Sweet Reckoning (The Sweet Trilogy #3)(78)



A long bar stretched the entire length of the room, with bartenders flipping bottles and shaking tumblers. Thamuz’s two sons slithered straight to the bar, telling us the Dukes would get us when it was time, and telling Kaidan to watch me. They didn’t seem to feel the need to babysit us anymore—probably because the entrance and exit were covered.

I peered around for other exits. It was hard to see exactly how high the ceiling was because every surface in the club was painted black. The black ceiling and walls were dotted with tiny twinkling lights in an exact replica of the galaxy, like a planetarium.

“Where are we meeting?” I dared to ask Kaidan, having to shout.

“The VIP room,” he said.

I nodded. We walked farther in, following where our friends had gone. When we were surrounded by people, I saw Kaidan stealthily bend down and mess with something. I glanced, trying not to be obvious, and saw him lifting the flaps in the soles of his boots and taking out the blades that had been hidden. I felt one being slipped into my pocket and I pressed my lips together to hold back a smile. We kept moving until we met up with our group, clustered by the bar. They all stared around the room, appearing calm, but on guard. I looked around, too.

Almost the entire room was a dance floor. I hadn’t noticed at first, but along the walls, giant black cages hung from the ceiling with females inside—cage dancers—who used the bars to flip expertly or hang upside down before landing gracefully and dancing perfected individual routines.

As I watched, the already dimmed lighting seemed to waver in the room.

“Legionnaires,” Marna murmured next to me.
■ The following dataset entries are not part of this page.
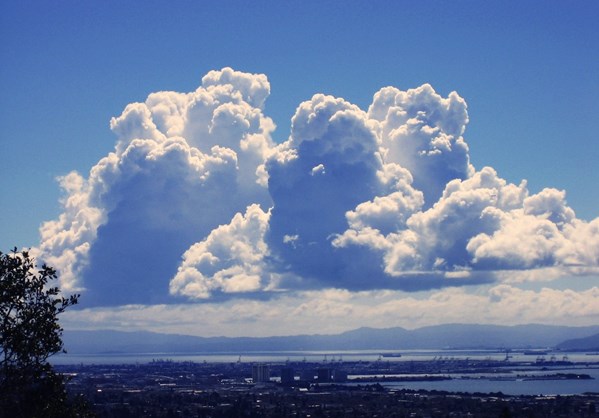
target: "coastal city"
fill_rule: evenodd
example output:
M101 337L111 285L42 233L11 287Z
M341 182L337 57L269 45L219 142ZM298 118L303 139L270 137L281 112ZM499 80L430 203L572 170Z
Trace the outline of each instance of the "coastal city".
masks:
M599 391L575 395L410 389L422 381L594 380L564 360L327 360L209 363L155 359L61 365L67 389L102 417L595 417ZM584 370L596 370L588 364ZM491 377L493 378L493 377Z

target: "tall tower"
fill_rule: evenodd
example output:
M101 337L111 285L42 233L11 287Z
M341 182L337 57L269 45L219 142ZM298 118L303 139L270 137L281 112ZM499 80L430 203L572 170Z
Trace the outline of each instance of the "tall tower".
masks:
M254 383L270 382L270 368L268 364L253 364L252 380Z

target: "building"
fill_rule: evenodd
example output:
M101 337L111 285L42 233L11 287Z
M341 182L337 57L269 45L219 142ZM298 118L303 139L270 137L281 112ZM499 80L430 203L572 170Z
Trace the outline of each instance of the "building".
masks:
M252 380L254 383L270 382L270 368L268 364L252 365Z
M281 369L281 383L289 384L295 382L295 371L293 367L283 367Z
M316 376L318 376L319 382L330 382L333 376L333 371L328 367L323 367L316 370Z
M347 372L345 370L333 370L333 382L346 382Z
M315 375L316 375L316 372L314 369L303 369L301 371L300 378L301 378L301 380L303 380L305 382L311 382L314 380Z

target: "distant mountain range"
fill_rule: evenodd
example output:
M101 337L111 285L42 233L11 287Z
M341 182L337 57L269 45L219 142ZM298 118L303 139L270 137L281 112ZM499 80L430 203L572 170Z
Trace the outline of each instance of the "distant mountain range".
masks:
M564 351L599 351L599 334L564 341L556 346Z
M308 350L406 350L575 347L587 337L597 341L599 326L464 325L404 328L358 328L335 335L285 337L196 337L137 331L65 331L71 354L202 353ZM593 340L594 338L594 340ZM571 342L574 341L574 342ZM564 345L567 344L567 345ZM595 343L592 343L593 345ZM595 345L597 347L597 345ZM573 348L569 348L573 349ZM580 349L584 349L580 347Z

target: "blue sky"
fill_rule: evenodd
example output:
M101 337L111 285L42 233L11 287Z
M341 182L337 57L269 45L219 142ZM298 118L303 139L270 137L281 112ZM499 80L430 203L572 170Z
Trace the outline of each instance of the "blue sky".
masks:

Hundreds of demons swarmed above us. I held my breath, feeling helpless and ill at the sight of their attack on the room. Every few seconds one of the spirits would dart down and whisper in an unsuspecting ear. Within one minute there were more people flocking to the bar, and the dancing was steamier. Two guys got into a fight on the dance floor, and bouncers ran to break it up while people around them screamed.
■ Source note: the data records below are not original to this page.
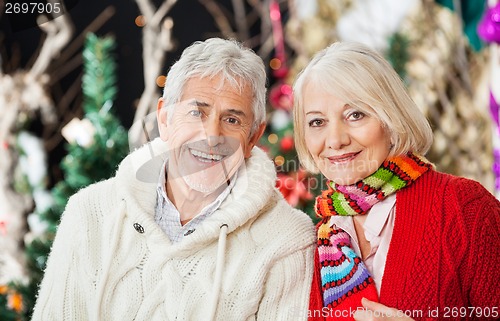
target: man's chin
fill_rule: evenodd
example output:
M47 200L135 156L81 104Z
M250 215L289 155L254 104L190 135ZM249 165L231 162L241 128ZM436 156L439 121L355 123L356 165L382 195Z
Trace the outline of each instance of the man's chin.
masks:
M213 177L199 173L183 176L183 179L189 188L203 194L212 194L216 191L220 193L228 185L228 179L225 177Z

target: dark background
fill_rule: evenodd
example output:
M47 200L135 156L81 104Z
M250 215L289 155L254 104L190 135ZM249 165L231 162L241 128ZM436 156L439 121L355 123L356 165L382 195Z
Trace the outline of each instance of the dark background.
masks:
M118 96L114 110L129 128L135 112L135 105L144 89L142 61L142 28L136 26L135 18L140 15L139 8L132 0L69 0L73 8L68 9L76 38L105 8L113 6L114 15L96 31L99 36L114 35L117 43L115 58L118 66ZM36 2L36 0L34 1ZM218 1L231 9L229 0ZM156 1L157 7L161 1ZM0 0L2 4L2 0ZM4 3L5 5L5 3ZM211 36L219 36L213 17L196 0L179 0L168 16L174 21L173 39L175 49L167 52L164 72L175 62L182 50L196 40L204 40ZM3 58L4 73L25 68L39 48L43 33L38 27L25 30L14 30L12 21L5 13L0 16L0 52ZM81 54L81 50L77 52ZM81 65L60 81L58 86L64 91L81 73ZM158 88L158 96L161 89Z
Ginger and Marna looked at Kaidan and me, staring purposefully back and forth between the two of us—at our bond. Crap! Kaidan moved away from me and went straight to the bar. I gave the twins a nod to thank them for the heads-up, then turned when someone bumped me.

A girl, no older than twenty-one, staggered by and after she passed us she bent over and vomited. People around her screamed. Her puke splattered up on the heels of the couple nearest her, and they spun to face her. The offended woman’s aura was dark with rage, worsened by a whisperer pouring its vile message into her head. She poured her drink over the girl’s back, causing her to stumble to one knee. A demon swooped down on the man, who lifted his beer bottle as if to throw it at the girl.

“Don’t!” I yelled.

The man looked up at me with haunted eyes.
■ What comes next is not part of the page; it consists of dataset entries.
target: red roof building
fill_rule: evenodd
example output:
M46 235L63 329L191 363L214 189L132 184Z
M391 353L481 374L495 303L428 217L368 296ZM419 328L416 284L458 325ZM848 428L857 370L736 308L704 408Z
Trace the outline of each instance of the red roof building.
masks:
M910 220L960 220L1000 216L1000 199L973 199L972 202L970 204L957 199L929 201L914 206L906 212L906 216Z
“Don’t you dare,” I said breathlessly, going to the girl’s side. The man slowly lowered his arm, seeing Kopano and Blake watching and not wanting to chance it.

I helped her up by the arm. Yes, it was stupid of me, but my secret had already been revealed. I was working for the other team, so these demons could just kiss my heavenly ass.

“Donna?” the drunken girl mumbled.

“No. Do you have a friend here named Donna?”

She looked around, bleary-eyed, without responding. I led her to the end of the bar, half carrying her, and reached over to take napkins from a pile. I wiped her face and dabbed at her hair. Another girl her age ran up to us, out of breath.

“Oh my gawd! There you are, you stupid hooch! I thought you were going to the bathroom. Rob keeps asking about you. He bought us another round. Come on.”

“Are you Donna?” I asked.

“Yeah. Why?” She looked at me for the first time.

“Your friend just got sick. Maybe she should go back to her room.”

“Excuse me? Who do you think you are, telling me—”

I didn’t have time for this. I used my influence. “If you care for your friend, take her back to the room.”

She looked at me with big eyes as she dealt with her inner turmoil. Then she glared at me, pulling her friend’s arm around her shoulder and walking off in the direction of the exit.

Oh, thank goodness. I sighed. A whisperer swooped down on me, then another, shouting their telepathic messages.

What was that? You disgust us!

Kopano sidled up, looking serious.

“Leave her,” he told the whisperers in his low, ominous voice. “She’ll get what she deserves soon enough.”

It worked and they left me alone, a shiver rippling over my skin at the double meaning of Kope’s words, whether he meant it or not. Would I survive this night?

The demons had to be destroyed. If it took my death to make that happen, so be it. It broke my heart to think of Kaidan left behind without me and how he would cope with that, but he would cope. And we’d be together again someday, in a different way, but together nonetheless. I tried to gain confidence from these thoughts, but my heart was too heavy.

My Neph friends had formed a box around me, and I wondered if they were trying to protect me from whisperers, or keep me from helping anymore humans. Whatever the reason, their close presence gave me strength.

Kaidan returned to us with a double shot of something amber-colored over ice. I got a strong whiff of bourbon, which made me want to kiss him again. His eyes captured mine and held them as he tipped back the glass until it was drained.